Jesus Christ started out as a baby and grew into a child whose nose had to be wiped and whose habits of life had to be engrained by repetition. He lived out His adulthood as a poor man beset by every kind of trouble and pain. He did that to show His heart and His active concern for our welfare.
A politician, of all people, has recently done the same. According to a BBC news
report four years ago, Jose Mujica, the president of Uruguay, moved out of the luxurious presidential palace in the capital city of Montevideo and took up a residence in a ramshackle farm located on a dirt road, with laundry strung outside, weeds in the yard, and only two police officers and a three-legged dog named Manuela guarding the place.
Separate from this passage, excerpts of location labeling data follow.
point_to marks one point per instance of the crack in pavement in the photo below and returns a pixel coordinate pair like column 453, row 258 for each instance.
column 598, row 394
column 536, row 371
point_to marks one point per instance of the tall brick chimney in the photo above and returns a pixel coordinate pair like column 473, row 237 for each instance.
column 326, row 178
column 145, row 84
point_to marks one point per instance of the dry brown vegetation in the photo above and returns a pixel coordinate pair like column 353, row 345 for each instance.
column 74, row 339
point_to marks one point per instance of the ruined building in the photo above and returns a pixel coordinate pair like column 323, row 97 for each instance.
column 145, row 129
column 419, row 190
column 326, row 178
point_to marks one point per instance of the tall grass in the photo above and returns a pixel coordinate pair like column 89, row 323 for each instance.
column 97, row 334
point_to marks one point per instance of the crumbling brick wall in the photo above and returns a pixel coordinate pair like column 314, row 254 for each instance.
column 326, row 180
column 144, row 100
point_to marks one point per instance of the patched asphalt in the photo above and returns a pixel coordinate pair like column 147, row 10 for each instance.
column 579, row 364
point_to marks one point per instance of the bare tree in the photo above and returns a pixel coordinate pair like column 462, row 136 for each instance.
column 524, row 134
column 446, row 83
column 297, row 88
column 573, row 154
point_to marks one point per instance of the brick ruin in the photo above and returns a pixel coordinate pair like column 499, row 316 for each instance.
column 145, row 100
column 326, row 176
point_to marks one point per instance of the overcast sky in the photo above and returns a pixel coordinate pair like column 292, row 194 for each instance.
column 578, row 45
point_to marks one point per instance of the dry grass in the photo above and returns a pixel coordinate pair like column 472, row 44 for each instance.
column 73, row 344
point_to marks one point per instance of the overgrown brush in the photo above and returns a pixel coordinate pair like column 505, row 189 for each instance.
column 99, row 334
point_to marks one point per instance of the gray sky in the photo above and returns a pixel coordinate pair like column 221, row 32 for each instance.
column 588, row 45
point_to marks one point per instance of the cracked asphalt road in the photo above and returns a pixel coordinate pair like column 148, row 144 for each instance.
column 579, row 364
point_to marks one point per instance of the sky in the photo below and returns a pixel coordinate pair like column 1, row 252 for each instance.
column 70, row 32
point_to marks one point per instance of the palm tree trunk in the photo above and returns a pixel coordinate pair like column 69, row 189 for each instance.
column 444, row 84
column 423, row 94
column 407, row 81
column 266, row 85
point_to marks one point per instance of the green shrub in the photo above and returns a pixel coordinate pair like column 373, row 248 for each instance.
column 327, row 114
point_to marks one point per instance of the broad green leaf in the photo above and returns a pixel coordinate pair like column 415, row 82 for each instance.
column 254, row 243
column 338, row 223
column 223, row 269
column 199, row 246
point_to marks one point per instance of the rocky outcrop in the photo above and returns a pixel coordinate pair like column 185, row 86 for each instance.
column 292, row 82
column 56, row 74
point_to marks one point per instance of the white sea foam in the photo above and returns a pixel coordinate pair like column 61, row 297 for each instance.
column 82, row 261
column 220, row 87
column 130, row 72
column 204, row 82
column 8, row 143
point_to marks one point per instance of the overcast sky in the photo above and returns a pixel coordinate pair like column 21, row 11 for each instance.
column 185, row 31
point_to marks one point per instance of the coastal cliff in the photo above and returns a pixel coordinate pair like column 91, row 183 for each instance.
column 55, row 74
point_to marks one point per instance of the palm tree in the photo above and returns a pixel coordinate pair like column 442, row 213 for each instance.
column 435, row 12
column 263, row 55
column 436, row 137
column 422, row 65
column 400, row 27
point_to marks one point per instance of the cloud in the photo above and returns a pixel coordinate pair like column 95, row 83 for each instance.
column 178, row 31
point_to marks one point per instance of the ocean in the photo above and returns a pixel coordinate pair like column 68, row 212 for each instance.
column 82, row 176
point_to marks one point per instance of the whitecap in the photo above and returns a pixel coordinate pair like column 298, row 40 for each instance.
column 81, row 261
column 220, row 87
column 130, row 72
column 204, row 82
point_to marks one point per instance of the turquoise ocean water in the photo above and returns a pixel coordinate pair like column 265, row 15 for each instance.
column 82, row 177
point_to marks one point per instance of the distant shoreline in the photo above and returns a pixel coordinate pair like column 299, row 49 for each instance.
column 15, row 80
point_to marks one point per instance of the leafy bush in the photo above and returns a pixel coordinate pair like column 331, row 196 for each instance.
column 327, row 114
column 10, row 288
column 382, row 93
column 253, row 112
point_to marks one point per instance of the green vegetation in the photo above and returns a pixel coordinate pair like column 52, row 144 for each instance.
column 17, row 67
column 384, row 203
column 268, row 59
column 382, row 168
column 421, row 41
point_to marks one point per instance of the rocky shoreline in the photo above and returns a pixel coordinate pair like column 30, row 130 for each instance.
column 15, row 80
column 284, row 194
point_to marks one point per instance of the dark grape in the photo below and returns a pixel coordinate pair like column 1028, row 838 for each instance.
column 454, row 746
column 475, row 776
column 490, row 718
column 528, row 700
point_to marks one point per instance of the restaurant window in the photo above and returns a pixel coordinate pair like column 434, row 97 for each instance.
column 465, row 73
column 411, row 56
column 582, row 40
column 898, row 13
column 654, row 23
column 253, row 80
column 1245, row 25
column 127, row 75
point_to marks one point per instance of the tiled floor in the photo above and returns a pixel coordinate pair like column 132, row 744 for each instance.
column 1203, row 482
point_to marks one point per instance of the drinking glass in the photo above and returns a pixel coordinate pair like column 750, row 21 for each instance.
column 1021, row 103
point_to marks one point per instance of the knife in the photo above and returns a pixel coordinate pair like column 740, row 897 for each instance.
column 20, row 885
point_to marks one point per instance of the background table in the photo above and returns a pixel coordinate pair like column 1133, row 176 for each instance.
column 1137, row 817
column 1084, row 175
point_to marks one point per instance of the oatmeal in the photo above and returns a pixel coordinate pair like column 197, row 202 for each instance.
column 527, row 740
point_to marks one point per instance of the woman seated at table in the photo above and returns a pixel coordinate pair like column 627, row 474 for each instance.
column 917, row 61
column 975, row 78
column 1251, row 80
Mujica shunned the privileges and pleasures he could have continued to enjoy in order to show how much he cared about even the poorest of his citizens. He made their problems his own, that they might trust him and support his efforts to improve their lives.
That gives us a sense of what Jesus was about in taking flesh and dwelling among us.
But the analogy also hides a very significant difference. For Mujica it was in the most significant way only a lateral move; for, while his situation was greatly changed, he only changed from being a human being living in wealth to being a human being living in poverty. In the incarnation, however, God’s Son changed from being 100% divine to being 100% human, though without sacrificing any percentage of His divinity. That descent from divinity to humanity was a very great descent, not because we are such low creature – for we were made in God’s image and after God’s likeness, and we are, the Bible tells us, just a little lower than the angels – but because God is so supremely great, and infinite and eternal in all His virtues and powers. That’s why the descent of the Son of God from divinity to humanity was an even greater descent than if we human beings could descend from being a human being to, say, being a badger – something a veterinarian named Charles Foster has approximated!
While also practicing law and teaching at Oxford University, this veterinarian pursues an avid interest in getting on the level of badgers – those tunnel-making, nocturnal mammals about the size of a dog that survive mainly on worms. In his attempt to identify with them, he has lived like a badger for weeks at a time. In his book Being a Beast he describes how he digs himself a 15-foot long den in the ground for sleeping in, crawls around on his hands and feet, blindfolds himself (since badgers’ eyesight is terrible), and eats mostly earthworms (since worms constitute 85% of a typical badger’s diet).
As strange and repugnant as that may be to think about, it is still stranger and more repugnant to think about the Word of God, who created all things, whose life was the light of all people, who exists in perfect beauty and everlasting glory, becoming a human being in our benighted, sin-sick world – and living beneath Himself like that, not just for a month or two like Charles Foster, but for three decades. Yet, it is at the same time a beautiful and glorious thing because He did it out of love for us, for the purpose of elevating us into a beautiful life now and a glorious life for eternity.
The Word became flesh and lived among us that we might know God, if not fully, still truly; and that we, in gaining some sense of who He really is, might trust Him and follow Him into a happier, stronger life here and now, and into a life of infinite happiness and everlasting strength in the hereafter. Let us pray.